WELL, THEY’RE BOTH DEEP THINKERS AND GREAT AMERICANS: David Frum on gay marriage:

Gay marriage opens the doors to a series of changes in the law of marriage. Not the law of marriage for gays – the law of marriage for everybody. The whole point to gay marriage is to make the rules for gays the same as the rules for straights. Logically, then, the rules for straights will have to be the same as the rules for gays.

It’s a good guess, for example, that we will see an end to the concepts of “motherhood” and “fatherhood” in our legal practice. The law will increasingly see couples as interchangeable “parents.” This reinterpretation of motherhood as parenthood will have large impacts on, for example, custody decisions during divorce.

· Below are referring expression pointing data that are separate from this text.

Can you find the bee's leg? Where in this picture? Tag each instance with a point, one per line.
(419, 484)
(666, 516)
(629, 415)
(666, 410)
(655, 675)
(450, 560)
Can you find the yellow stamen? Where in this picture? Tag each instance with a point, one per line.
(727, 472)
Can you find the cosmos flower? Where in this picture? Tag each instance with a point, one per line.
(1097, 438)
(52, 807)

Right now, the courts still tend to award custody to mothers, even if they work, even if they work more hours than their husbands do. (Some years ago, a Florida court awarded custody to an at-home dad over his working wife, and feminists raised a huge fuss against the sexist court that extinguished maternal rights just because the mother worked 70 hours a week.) But as the courts have to make new law to cope with gay divorces, look for the old idea of maternal preference to disappear. You can’t have maternal preferences when both parents claim to be the mother.

Rob Smith on gay marriage:

Having been through two divorces and seen first-hand how a man fares against a woman (although I DID get custody of my daughter, but NO Child Support because I was profiled as a man)), I have a couple of questions. If gay parents adopt, how does the court award custody? How is Child Support figured? How is alimony decided?

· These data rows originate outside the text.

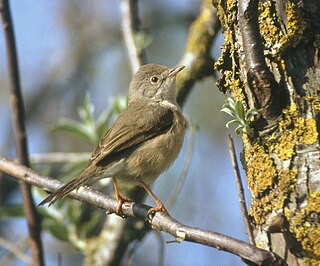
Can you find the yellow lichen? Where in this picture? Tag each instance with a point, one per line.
(305, 225)
(261, 170)
(293, 130)
(270, 31)
(270, 186)
(276, 198)
(296, 25)
(314, 102)
(275, 39)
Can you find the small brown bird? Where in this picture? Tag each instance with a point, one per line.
(143, 142)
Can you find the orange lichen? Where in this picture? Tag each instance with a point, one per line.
(305, 225)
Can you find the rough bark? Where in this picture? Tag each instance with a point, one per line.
(270, 61)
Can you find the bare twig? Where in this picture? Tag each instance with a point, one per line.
(186, 165)
(196, 57)
(15, 250)
(20, 134)
(129, 25)
(240, 190)
(160, 221)
(59, 157)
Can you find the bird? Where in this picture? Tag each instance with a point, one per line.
(144, 140)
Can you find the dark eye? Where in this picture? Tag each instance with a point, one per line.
(154, 79)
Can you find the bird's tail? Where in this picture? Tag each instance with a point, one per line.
(64, 190)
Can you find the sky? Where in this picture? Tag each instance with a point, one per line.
(209, 197)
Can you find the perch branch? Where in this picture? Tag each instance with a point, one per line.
(20, 133)
(160, 221)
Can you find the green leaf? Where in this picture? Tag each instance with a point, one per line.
(228, 111)
(11, 211)
(240, 110)
(250, 113)
(234, 121)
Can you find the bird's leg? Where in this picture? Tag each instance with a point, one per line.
(120, 198)
(160, 206)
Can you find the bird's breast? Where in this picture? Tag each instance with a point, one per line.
(156, 155)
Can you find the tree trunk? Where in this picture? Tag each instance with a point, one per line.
(270, 61)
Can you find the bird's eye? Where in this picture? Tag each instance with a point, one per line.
(154, 79)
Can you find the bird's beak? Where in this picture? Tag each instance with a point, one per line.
(174, 71)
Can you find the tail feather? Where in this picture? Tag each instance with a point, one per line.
(64, 190)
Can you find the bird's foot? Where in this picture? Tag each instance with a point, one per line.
(159, 208)
(121, 200)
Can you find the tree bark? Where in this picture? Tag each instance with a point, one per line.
(270, 61)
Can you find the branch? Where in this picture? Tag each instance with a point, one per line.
(196, 57)
(59, 157)
(20, 133)
(268, 97)
(241, 191)
(129, 26)
(161, 221)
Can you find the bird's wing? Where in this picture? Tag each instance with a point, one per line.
(131, 130)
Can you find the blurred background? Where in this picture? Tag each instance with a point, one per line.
(68, 48)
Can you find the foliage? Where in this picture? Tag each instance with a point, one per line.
(72, 220)
(241, 117)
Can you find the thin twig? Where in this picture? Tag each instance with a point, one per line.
(20, 134)
(129, 25)
(242, 199)
(59, 157)
(161, 248)
(186, 165)
(197, 55)
(161, 221)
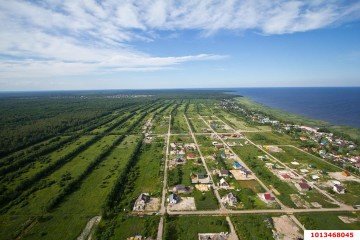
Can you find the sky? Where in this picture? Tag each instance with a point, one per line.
(142, 44)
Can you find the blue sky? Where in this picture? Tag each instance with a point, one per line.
(88, 44)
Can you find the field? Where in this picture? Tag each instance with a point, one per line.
(187, 227)
(64, 164)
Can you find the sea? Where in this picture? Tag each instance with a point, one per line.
(336, 105)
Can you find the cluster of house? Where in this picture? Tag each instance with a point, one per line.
(337, 187)
(328, 146)
(174, 197)
(141, 201)
(181, 152)
(244, 171)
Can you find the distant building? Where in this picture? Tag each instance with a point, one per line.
(141, 202)
(174, 198)
(267, 197)
(200, 178)
(237, 165)
(229, 199)
(223, 183)
(339, 189)
(303, 186)
(224, 173)
(191, 156)
(181, 189)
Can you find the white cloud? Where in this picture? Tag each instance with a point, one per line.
(66, 37)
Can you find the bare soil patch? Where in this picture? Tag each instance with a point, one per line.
(185, 204)
(286, 228)
(239, 176)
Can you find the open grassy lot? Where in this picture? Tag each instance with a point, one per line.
(249, 154)
(68, 220)
(291, 154)
(271, 138)
(178, 122)
(181, 173)
(103, 128)
(14, 179)
(329, 221)
(123, 227)
(188, 227)
(160, 122)
(30, 151)
(352, 193)
(206, 146)
(252, 227)
(49, 187)
(146, 176)
(205, 200)
(197, 124)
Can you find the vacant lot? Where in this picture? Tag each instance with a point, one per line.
(188, 227)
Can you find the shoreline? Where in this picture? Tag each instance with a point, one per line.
(349, 132)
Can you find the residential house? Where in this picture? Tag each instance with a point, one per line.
(181, 189)
(285, 176)
(303, 186)
(223, 183)
(267, 197)
(229, 199)
(200, 178)
(174, 198)
(141, 202)
(191, 156)
(224, 173)
(237, 165)
(339, 189)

The more I think about those questions, the more I favor gay marriage. Maybe the courts will stop “profiling” ex-husbands as the scum of the earth, guilty of whatever went wrong in the marriage and due a richly-deserved financial enema for that evil. Maybe the woman doesn’t have a stacked deck in her favor anymore.

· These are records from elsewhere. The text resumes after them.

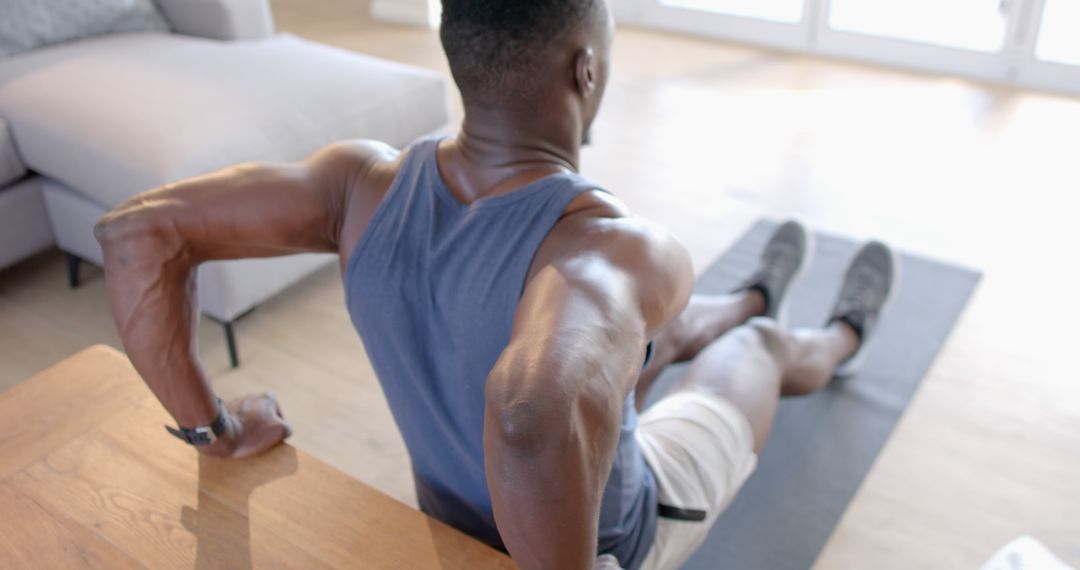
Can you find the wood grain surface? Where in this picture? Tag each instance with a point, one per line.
(93, 480)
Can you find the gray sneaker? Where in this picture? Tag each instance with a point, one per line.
(867, 288)
(783, 260)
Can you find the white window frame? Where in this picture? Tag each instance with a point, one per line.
(1014, 65)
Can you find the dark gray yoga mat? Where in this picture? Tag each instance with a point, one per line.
(822, 445)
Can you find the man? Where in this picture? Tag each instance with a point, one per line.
(507, 306)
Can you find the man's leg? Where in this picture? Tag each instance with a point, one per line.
(709, 317)
(756, 364)
(702, 438)
(705, 319)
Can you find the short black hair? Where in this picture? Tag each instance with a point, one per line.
(496, 46)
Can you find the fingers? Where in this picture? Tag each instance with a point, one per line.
(275, 412)
(262, 424)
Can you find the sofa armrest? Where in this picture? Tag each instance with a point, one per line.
(11, 166)
(220, 19)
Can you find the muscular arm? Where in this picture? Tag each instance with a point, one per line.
(554, 398)
(153, 243)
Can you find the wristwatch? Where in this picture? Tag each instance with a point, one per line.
(203, 434)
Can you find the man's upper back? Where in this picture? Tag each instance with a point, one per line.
(432, 285)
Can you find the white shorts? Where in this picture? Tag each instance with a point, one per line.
(701, 449)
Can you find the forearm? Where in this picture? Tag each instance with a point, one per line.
(151, 290)
(547, 497)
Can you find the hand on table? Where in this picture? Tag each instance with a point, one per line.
(254, 424)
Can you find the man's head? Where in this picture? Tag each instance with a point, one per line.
(521, 54)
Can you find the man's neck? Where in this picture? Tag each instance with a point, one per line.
(497, 152)
(499, 139)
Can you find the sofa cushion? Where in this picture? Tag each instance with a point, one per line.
(11, 166)
(31, 24)
(115, 116)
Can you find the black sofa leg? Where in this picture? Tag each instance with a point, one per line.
(73, 263)
(230, 339)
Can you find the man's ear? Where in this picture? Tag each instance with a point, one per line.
(584, 71)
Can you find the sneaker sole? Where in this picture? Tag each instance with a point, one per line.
(811, 244)
(851, 366)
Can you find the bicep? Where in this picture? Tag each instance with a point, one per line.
(577, 347)
(246, 211)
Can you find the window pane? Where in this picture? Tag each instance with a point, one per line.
(976, 25)
(790, 11)
(1060, 37)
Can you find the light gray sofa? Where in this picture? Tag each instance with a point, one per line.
(86, 124)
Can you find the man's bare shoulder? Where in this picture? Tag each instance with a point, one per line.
(598, 228)
(599, 222)
(356, 158)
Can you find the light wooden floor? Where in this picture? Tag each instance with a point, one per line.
(704, 137)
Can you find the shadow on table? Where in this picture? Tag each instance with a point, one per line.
(220, 523)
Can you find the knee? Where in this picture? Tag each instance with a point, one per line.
(768, 334)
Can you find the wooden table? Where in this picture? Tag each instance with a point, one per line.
(90, 478)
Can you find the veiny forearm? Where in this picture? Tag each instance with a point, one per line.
(547, 493)
(151, 290)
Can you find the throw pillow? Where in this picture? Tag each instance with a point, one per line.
(30, 24)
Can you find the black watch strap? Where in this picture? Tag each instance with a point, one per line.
(203, 434)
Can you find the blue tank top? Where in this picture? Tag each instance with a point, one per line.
(432, 288)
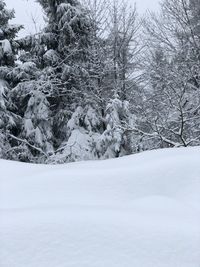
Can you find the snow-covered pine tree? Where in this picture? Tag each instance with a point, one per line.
(114, 141)
(8, 46)
(64, 55)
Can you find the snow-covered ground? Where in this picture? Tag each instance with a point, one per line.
(137, 211)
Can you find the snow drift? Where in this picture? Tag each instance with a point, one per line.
(137, 211)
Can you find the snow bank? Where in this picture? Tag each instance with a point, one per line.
(137, 211)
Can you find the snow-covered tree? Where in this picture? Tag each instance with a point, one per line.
(8, 46)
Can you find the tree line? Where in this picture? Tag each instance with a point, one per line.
(99, 81)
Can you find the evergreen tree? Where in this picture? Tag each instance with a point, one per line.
(8, 46)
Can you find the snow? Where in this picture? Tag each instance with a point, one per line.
(136, 211)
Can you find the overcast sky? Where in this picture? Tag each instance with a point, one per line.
(28, 9)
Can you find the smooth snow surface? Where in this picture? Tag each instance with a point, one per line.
(137, 211)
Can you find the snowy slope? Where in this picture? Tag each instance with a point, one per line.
(137, 211)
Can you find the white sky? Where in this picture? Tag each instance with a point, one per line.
(28, 9)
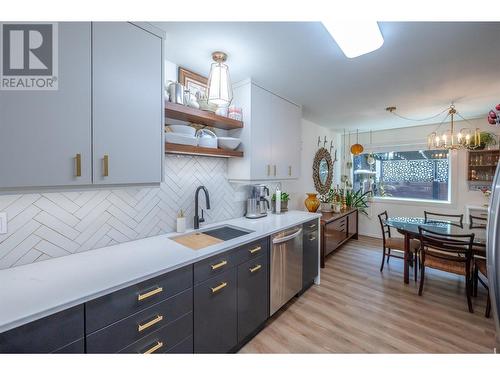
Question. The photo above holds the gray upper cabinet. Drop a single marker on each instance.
(41, 132)
(127, 104)
(105, 118)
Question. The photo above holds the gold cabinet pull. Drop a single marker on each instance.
(219, 265)
(105, 169)
(142, 327)
(255, 250)
(154, 348)
(256, 268)
(78, 161)
(219, 287)
(153, 292)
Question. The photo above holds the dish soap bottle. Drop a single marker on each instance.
(278, 200)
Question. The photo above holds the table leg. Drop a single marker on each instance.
(406, 265)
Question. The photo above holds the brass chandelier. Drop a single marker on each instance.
(450, 139)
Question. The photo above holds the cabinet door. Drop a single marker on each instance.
(353, 223)
(127, 104)
(215, 314)
(285, 133)
(335, 233)
(253, 295)
(41, 132)
(310, 256)
(263, 134)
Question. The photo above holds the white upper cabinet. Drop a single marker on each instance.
(42, 132)
(106, 116)
(127, 104)
(270, 136)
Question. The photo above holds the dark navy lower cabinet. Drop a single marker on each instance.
(226, 306)
(121, 334)
(215, 313)
(310, 256)
(47, 335)
(253, 295)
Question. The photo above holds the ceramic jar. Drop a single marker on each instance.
(312, 202)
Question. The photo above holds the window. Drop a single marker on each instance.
(408, 174)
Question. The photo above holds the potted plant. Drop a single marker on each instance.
(326, 201)
(487, 140)
(356, 199)
(285, 197)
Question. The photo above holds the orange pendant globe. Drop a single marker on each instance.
(356, 149)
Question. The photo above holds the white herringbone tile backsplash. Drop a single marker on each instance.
(49, 225)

That would be a damned good thing.

Personally, I’m in favor of legalizing gay marriage. I don’t see that gay marriage diminishes marriage, any more than the many Jerry-Springer types who are allowed to get married now diminish marriage. I have gay friends who are, for all practical purposes, married. I don’t see why barring them from going to the courthouse benefits anyone.

There are some conservatives who say that the advocacy of gay marriage is part of a campaign by some liberals to undermine marriage in general — and I think there probably are some people on the left (or in whatever la-la land the MacKinnon / Dworkin types and their near-kin inhabit) who think that it will do that. But I rather suspect it will have the opposite effect. Let gays get married and they’ll become a bulwark of the bourgeoisie. That’s my prediction, anyway.

I also recommend this column by Radley Balko, which advocates getting the state out of the marriage business entirely.